- Specialty: Rheumatology
- Causes: Varied
- Diagnostic method: Health care provider interview of patient and performing physical exam(s)
- Treatment: Based on underlying cause(s)

= Arthralgia =

Joint pain

Arthralgia (from Greek arthro- 'joint' and -algos 'pain') literally means 'joint pain'. Specifically, arthralgia is a symptom of injury, infection, illness (in particular arthritis), or an allergic reaction to medication.

According to MeSH, the term arthralgia should only be used when the condition is non-inflammatory, and the term arthritis should be used when the condition is inflammatory.

==Causes==
The causes of arthralgia are varied and range, from a joints perspective, from degenerative and destructive processes such as osteoarthritis and sports injuries to inflammation of tissues surrounding the joints, such as bursitis. These might be triggered by other things, such as infections or vaccinations.
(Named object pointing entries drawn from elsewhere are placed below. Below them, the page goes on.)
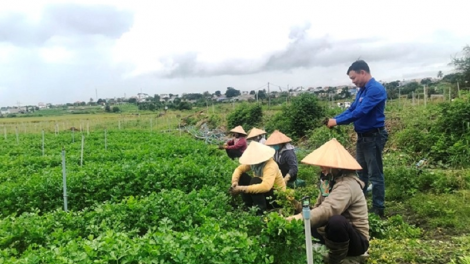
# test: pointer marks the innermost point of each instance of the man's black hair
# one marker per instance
(357, 66)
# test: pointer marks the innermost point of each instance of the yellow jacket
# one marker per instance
(272, 177)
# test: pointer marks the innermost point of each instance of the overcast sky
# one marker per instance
(65, 51)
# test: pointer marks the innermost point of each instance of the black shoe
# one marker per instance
(377, 211)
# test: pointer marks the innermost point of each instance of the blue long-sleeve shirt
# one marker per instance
(367, 110)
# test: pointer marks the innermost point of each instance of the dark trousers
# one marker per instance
(264, 201)
(369, 156)
(233, 153)
(338, 230)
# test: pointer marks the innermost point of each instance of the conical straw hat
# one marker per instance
(332, 154)
(238, 129)
(255, 132)
(256, 153)
(277, 138)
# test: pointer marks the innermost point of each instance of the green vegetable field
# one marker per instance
(147, 198)
(149, 193)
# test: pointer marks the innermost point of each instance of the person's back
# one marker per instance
(367, 113)
(347, 188)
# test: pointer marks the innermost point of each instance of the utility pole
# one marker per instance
(269, 97)
(425, 95)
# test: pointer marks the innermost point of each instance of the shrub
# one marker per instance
(296, 119)
(246, 116)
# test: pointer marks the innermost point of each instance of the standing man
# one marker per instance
(367, 113)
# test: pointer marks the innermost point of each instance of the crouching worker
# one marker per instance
(284, 156)
(259, 189)
(257, 135)
(236, 146)
(339, 218)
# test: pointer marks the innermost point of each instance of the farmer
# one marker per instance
(367, 113)
(285, 156)
(235, 147)
(259, 189)
(339, 218)
(257, 135)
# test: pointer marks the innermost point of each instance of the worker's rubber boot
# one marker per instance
(337, 251)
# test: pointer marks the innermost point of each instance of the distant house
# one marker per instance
(41, 105)
(4, 111)
(353, 91)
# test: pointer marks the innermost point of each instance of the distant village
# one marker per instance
(337, 92)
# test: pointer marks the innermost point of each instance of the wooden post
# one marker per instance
(81, 154)
(64, 179)
(43, 142)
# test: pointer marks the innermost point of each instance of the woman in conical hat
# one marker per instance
(236, 146)
(257, 135)
(284, 156)
(339, 218)
(259, 189)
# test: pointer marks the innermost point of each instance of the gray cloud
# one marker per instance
(64, 20)
(306, 52)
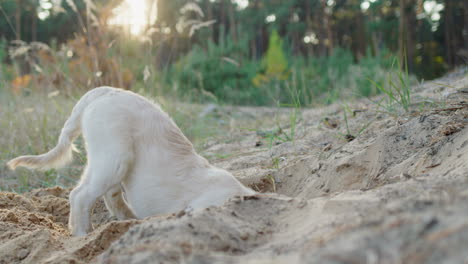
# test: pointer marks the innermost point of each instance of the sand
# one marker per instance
(396, 193)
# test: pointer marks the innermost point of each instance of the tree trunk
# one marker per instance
(232, 22)
(18, 19)
(405, 39)
(450, 39)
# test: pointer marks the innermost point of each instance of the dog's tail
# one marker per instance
(61, 154)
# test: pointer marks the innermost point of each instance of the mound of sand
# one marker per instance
(396, 193)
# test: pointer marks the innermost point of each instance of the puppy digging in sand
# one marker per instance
(133, 148)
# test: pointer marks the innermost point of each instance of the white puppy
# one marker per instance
(138, 160)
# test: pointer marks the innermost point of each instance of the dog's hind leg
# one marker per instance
(116, 204)
(103, 173)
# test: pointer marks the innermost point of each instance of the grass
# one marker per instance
(396, 90)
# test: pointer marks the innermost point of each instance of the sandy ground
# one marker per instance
(396, 193)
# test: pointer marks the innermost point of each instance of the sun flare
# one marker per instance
(135, 15)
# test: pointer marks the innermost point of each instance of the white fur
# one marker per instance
(138, 160)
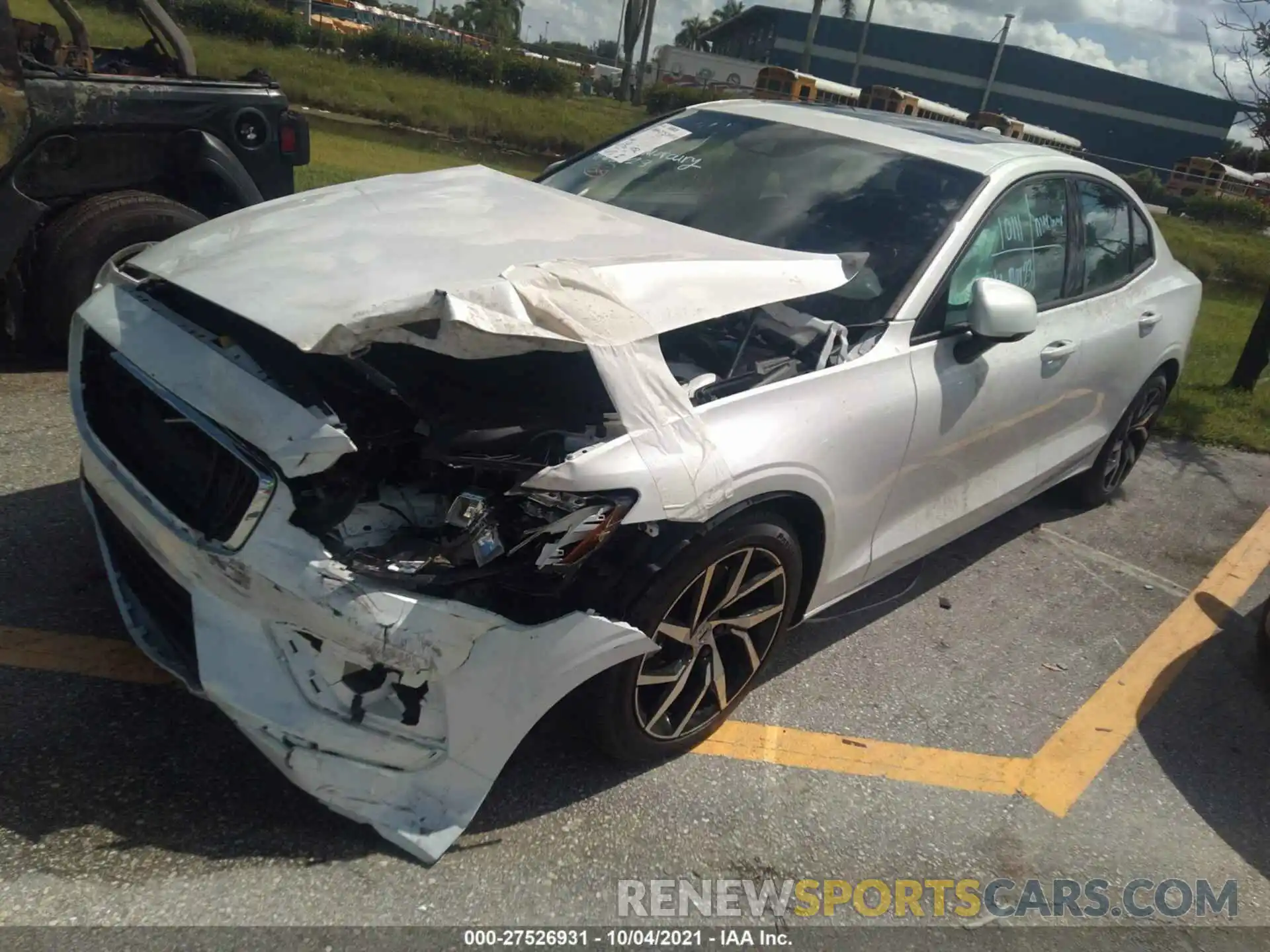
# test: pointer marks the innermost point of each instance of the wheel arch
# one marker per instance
(802, 513)
(1171, 368)
(634, 571)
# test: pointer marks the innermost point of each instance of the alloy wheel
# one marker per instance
(710, 644)
(1132, 437)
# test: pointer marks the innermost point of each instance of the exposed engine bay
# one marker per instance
(433, 502)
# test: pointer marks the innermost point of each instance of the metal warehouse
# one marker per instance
(1126, 118)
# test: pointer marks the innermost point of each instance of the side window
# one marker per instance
(1108, 247)
(1142, 249)
(1023, 240)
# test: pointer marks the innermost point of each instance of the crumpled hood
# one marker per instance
(339, 267)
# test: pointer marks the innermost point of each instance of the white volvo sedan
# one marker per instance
(386, 470)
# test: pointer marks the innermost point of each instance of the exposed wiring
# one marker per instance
(745, 340)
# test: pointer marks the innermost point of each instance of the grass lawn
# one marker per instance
(345, 151)
(1202, 408)
(548, 126)
(1234, 264)
(1220, 254)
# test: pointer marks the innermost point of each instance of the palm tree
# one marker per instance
(494, 18)
(690, 33)
(730, 8)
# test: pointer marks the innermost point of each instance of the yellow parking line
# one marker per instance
(1056, 777)
(867, 758)
(1070, 761)
(78, 654)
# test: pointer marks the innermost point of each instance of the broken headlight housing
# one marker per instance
(573, 526)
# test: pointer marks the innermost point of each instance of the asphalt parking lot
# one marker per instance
(976, 717)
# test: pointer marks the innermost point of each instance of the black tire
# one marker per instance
(77, 244)
(619, 714)
(1124, 446)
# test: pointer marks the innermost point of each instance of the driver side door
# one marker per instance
(981, 422)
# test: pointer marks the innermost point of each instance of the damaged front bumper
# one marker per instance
(393, 709)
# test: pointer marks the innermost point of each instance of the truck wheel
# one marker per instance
(78, 244)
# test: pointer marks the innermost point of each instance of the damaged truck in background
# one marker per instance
(106, 151)
(389, 469)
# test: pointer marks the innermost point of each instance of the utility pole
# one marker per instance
(860, 50)
(996, 63)
(806, 66)
(643, 52)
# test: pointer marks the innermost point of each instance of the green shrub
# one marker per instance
(665, 98)
(1246, 212)
(1147, 184)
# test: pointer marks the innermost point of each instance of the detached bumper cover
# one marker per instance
(392, 709)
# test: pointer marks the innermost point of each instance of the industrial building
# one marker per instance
(1130, 121)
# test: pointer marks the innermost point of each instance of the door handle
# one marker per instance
(1058, 350)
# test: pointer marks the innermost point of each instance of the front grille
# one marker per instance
(171, 450)
(165, 606)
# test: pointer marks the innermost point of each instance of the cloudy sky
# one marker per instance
(1160, 40)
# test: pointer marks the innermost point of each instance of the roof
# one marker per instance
(976, 150)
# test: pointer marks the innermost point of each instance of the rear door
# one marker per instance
(982, 426)
(1115, 310)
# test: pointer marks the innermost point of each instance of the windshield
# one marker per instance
(785, 187)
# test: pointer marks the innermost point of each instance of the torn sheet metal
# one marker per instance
(476, 264)
(339, 267)
(302, 441)
(486, 681)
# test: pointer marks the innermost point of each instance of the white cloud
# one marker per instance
(1159, 40)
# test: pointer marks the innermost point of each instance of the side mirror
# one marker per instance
(1001, 311)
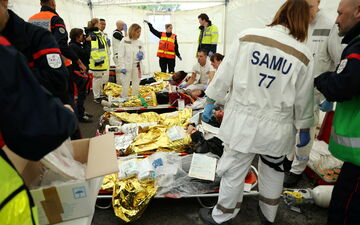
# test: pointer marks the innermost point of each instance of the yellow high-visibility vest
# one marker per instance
(16, 205)
(210, 35)
(99, 58)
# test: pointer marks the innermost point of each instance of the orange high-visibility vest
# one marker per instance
(43, 19)
(167, 46)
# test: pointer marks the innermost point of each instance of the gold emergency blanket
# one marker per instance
(159, 76)
(109, 182)
(156, 139)
(134, 101)
(178, 118)
(131, 197)
(115, 89)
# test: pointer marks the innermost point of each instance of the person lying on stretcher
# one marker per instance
(172, 98)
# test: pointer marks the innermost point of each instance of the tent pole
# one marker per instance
(225, 23)
(90, 4)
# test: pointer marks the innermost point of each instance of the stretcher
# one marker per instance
(140, 109)
(251, 182)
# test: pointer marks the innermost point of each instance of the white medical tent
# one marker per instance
(230, 16)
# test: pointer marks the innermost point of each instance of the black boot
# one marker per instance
(263, 219)
(287, 165)
(205, 215)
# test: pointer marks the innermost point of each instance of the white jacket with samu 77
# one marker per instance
(269, 74)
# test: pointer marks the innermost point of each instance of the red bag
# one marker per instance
(325, 130)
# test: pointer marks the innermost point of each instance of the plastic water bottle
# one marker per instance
(322, 195)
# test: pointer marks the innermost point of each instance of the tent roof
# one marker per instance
(146, 2)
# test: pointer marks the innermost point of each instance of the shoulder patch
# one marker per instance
(62, 30)
(321, 32)
(342, 66)
(54, 60)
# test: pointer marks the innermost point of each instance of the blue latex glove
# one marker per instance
(182, 85)
(140, 56)
(304, 136)
(326, 106)
(207, 114)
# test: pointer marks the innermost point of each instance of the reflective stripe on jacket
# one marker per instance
(167, 46)
(99, 58)
(43, 19)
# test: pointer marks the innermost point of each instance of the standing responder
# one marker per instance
(117, 37)
(266, 105)
(130, 61)
(168, 47)
(342, 86)
(41, 51)
(208, 36)
(99, 59)
(49, 19)
(325, 43)
(33, 123)
(82, 48)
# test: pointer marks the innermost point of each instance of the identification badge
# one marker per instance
(62, 30)
(54, 60)
(341, 66)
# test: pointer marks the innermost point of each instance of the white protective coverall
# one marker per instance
(202, 75)
(325, 44)
(127, 60)
(270, 78)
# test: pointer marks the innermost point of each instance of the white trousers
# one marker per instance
(301, 156)
(119, 76)
(125, 81)
(99, 79)
(233, 168)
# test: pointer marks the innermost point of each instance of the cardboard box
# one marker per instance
(76, 199)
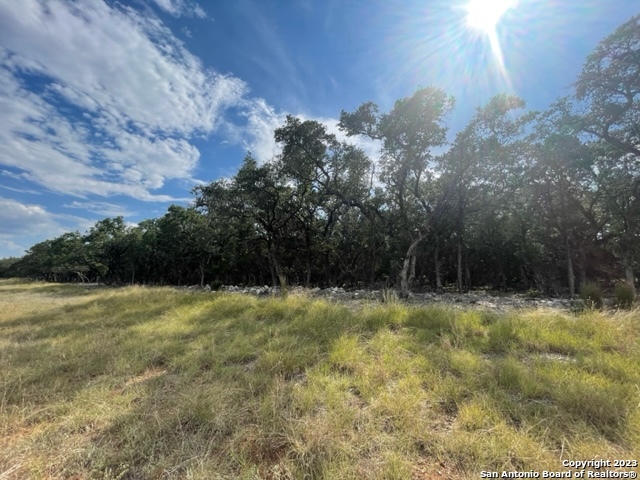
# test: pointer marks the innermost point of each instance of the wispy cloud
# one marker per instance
(101, 208)
(19, 219)
(137, 95)
(181, 8)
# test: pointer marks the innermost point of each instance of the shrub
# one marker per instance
(625, 295)
(591, 294)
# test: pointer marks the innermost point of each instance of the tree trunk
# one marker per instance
(467, 273)
(405, 285)
(307, 280)
(572, 280)
(272, 269)
(628, 273)
(412, 270)
(459, 255)
(436, 261)
(201, 266)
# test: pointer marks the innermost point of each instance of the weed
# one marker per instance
(624, 295)
(591, 294)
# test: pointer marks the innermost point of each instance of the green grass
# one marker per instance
(150, 383)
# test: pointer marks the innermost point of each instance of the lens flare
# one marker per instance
(484, 16)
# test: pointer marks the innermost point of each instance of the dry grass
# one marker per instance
(149, 383)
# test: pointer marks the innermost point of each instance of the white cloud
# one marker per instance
(180, 8)
(142, 96)
(22, 221)
(101, 208)
(9, 248)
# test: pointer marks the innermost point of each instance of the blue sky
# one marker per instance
(121, 108)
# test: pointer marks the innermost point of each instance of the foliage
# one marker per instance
(591, 294)
(624, 295)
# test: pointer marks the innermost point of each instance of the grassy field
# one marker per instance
(150, 383)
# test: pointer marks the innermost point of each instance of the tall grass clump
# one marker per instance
(624, 295)
(591, 294)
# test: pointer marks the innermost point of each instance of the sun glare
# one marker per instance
(484, 15)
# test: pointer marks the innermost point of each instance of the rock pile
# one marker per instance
(474, 299)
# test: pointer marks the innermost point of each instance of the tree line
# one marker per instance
(518, 199)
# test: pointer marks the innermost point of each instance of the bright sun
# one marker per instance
(484, 15)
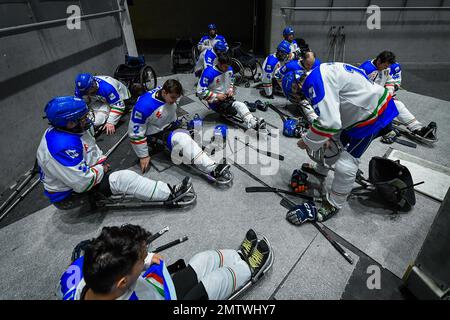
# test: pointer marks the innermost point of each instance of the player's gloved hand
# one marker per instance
(109, 128)
(299, 181)
(106, 167)
(144, 163)
(302, 213)
(301, 144)
(389, 137)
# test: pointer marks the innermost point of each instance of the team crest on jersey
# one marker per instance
(138, 115)
(72, 153)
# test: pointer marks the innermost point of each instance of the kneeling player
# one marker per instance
(118, 266)
(217, 88)
(154, 120)
(355, 119)
(73, 168)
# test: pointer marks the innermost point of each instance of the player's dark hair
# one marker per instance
(386, 56)
(173, 86)
(112, 256)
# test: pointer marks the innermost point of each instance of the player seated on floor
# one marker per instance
(307, 63)
(154, 121)
(353, 119)
(209, 57)
(384, 71)
(117, 266)
(271, 64)
(106, 96)
(296, 51)
(217, 88)
(72, 166)
(208, 41)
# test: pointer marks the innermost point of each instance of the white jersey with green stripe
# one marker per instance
(150, 115)
(69, 162)
(342, 96)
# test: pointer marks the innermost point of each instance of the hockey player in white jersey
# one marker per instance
(208, 41)
(216, 87)
(154, 121)
(117, 265)
(271, 64)
(73, 168)
(106, 96)
(288, 34)
(350, 107)
(382, 70)
(307, 63)
(209, 57)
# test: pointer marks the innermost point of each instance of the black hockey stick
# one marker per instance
(171, 244)
(291, 204)
(267, 153)
(288, 204)
(269, 189)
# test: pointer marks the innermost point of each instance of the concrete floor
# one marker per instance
(36, 247)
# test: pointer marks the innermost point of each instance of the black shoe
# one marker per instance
(308, 168)
(428, 132)
(258, 257)
(248, 244)
(222, 170)
(180, 189)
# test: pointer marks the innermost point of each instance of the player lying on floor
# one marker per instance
(216, 86)
(117, 266)
(154, 122)
(73, 168)
(384, 71)
(354, 119)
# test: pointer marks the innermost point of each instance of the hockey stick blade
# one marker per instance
(288, 204)
(266, 153)
(269, 189)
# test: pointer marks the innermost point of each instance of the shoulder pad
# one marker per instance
(368, 67)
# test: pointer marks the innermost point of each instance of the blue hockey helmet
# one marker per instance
(221, 130)
(61, 110)
(291, 129)
(288, 31)
(220, 47)
(195, 123)
(284, 47)
(83, 82)
(395, 68)
(290, 85)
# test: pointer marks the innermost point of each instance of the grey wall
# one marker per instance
(39, 64)
(412, 35)
(162, 19)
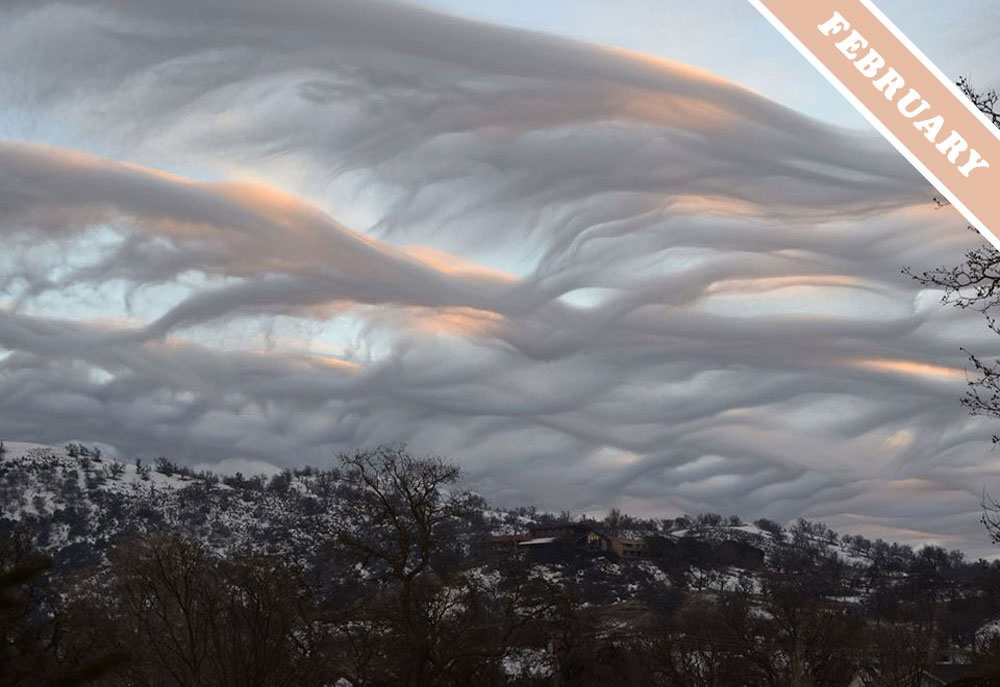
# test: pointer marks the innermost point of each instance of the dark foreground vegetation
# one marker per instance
(381, 573)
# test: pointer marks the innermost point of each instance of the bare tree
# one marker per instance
(975, 285)
(397, 521)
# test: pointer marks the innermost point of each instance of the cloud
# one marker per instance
(245, 232)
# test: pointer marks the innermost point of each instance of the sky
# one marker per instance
(598, 254)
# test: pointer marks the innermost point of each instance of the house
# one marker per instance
(559, 541)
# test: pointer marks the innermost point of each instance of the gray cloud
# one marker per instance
(590, 277)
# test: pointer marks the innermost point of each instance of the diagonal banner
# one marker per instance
(916, 107)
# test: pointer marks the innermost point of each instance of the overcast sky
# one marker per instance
(570, 259)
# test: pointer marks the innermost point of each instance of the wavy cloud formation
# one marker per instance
(591, 277)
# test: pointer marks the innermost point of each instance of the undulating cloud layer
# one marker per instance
(244, 231)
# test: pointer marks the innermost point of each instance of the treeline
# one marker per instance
(402, 596)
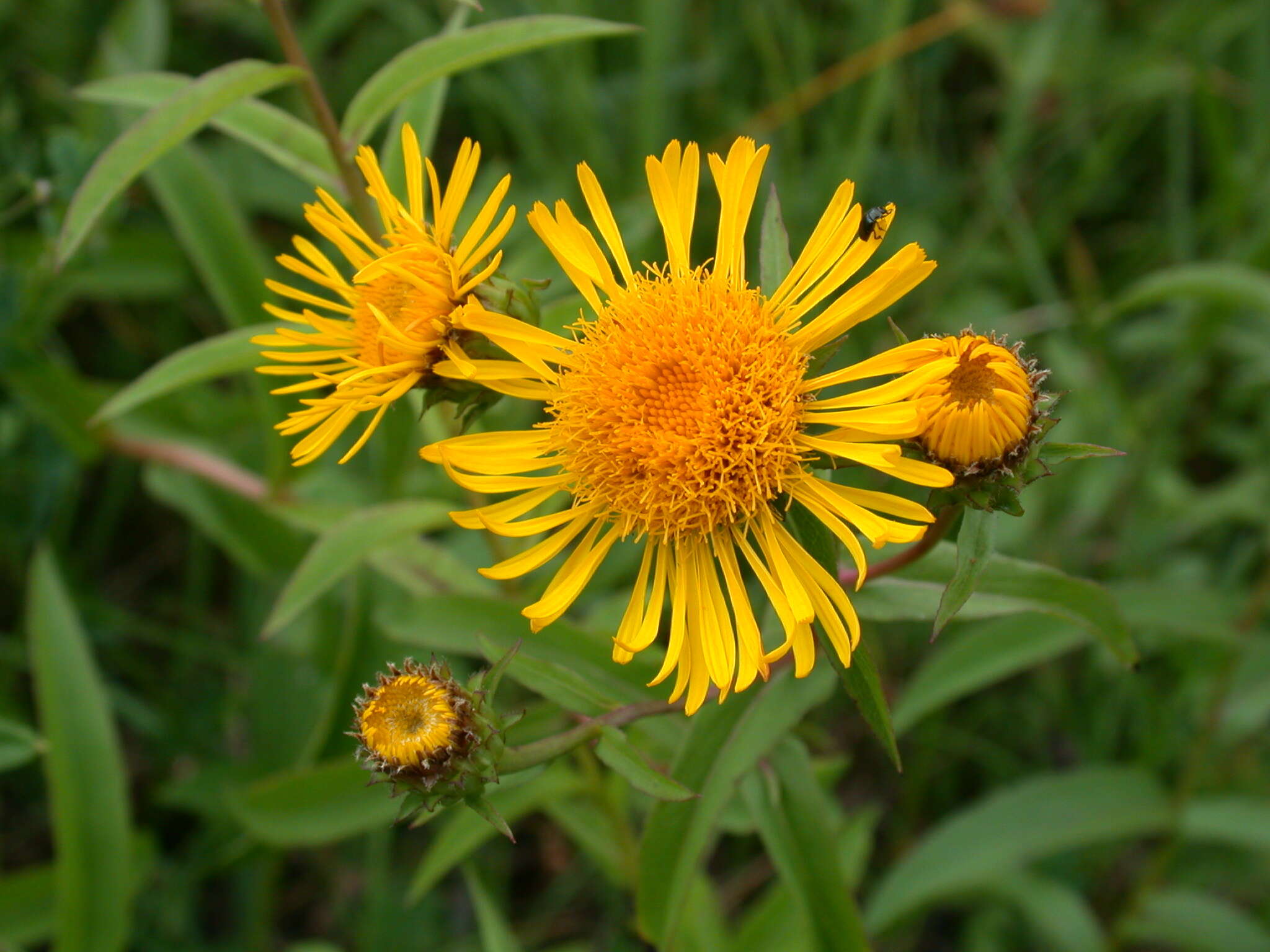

| Cause | Mono- or polyarticular | Speed of onset |
| Rheumatoid arthritis | Polyarticular | Weeks–months |
| Systemic lupus erythematosus | Polyarticular | Months |
| Viral arthritis | Polyarticular |  |
| Ehlers-Danlos syndrome |  |  |
| Reactive arthritis | Polyarticular |  |
| Rheumatic fever | Polyarticular |  |
| Lyme disease | Polyarticular |  |
| Gonococcal arthritis | Polyarticular |  |
| Drug-induced arthritis | Polyarticular |  |
| Ligamentous laxity | Polyarticular |  |
| Osteoarthritis | Monoarticular |  |
| Gout attack | Monoarticular | Hours |
| Pseudogout | Monoarticular |  |
| Behcet's disease | Monoarticular |  |
| Physical trauma | Monoarticular | Immediate |
| Septic arthritis | Monoarticular | Hours |
| Hemarthrosis | Monoarticular |  |
5HT2-antagonists
| Henoch-Schonlein purpura |  |  |

==Diagnosis==
Diagnosis involves interviewing the patient and performing physical exams. When attempting to establish the cause of the arthralgia, the emphasis is on the interview. The patient is asked questions intended to narrow the number of potential causes. Given the varied nature of these possible causes, some questions may seem irrelevant. For example, the patient may be asked about dry mouth, light sensitivity, rashes or a history of seizures. Answering yes or no to any of these questions limits the number of possible causes and guides the physician toward the appropriate exams and lab tests.

==Treatment==
Treatment depends on a specific underlying cause. The underlying cause will be treated first and foremost. The treatments may include joint replacement surgery for severely damaged joints, immunosuppressants for immune system dysfunction, antibiotics when an infection is the cause, and discontinuing medication when an allergic reaction is the cause. When treating the primary cause, pain management may still play a role in treatment.